I open my own pan of paint, dry for decades. I look at Violet, her concentration giving the illusion that she is a statue or still life. But she’s not really holding a pose; her head and hands shift and I try to remember how to simultaneously see and draw what is sitting right in front of me. It’s like riding a bicycle I gamely tell myself as my pencil scuttles across the page in fits and starts. But I am wobbly. My hand/eye coordination has not been called upon to work in such tandem in a long while. Developing a visual style upon demand and earning a living at it can molest what was once a pure process. I need a fresh well to draw from, not the dirty, used paint water from my past commercial life. Struggling, I wiggle and squirm, look at my watch and start over. And over. It all feels insincere, as if I have laid a sheet of tracing paper over the artist I once was and am trying to reclaim.
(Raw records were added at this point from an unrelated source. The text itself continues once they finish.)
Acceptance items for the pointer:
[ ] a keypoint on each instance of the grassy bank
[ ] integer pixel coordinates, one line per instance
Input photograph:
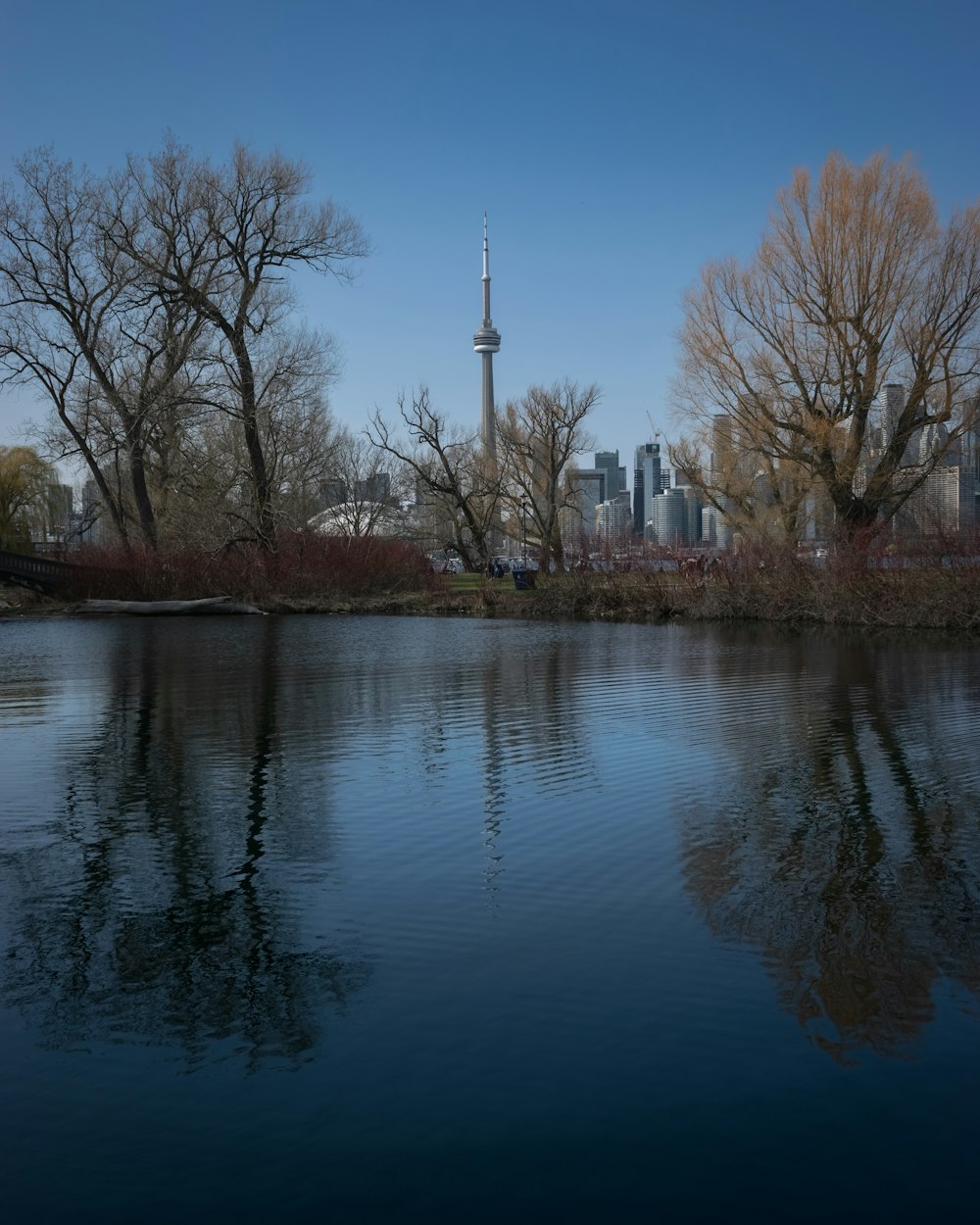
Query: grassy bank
(313, 574)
When the sun slants through the blinds to signal the end of the afternoon, I look at Violet’s page. Her pencil line is carefully chosen, tentative yet tenacious. Fresh. Newly hatched. I study my own sketches and know I would trade places in a heartbeat.
“Doesn’t look like much, does it?” she nods toward her efforts.
If she only knew.
Under the formica table
Images and words from last year or so. I still meet and paint with Violet, and will be posting more soon.
She continues to inspire me. And Lola continues to be spoiled.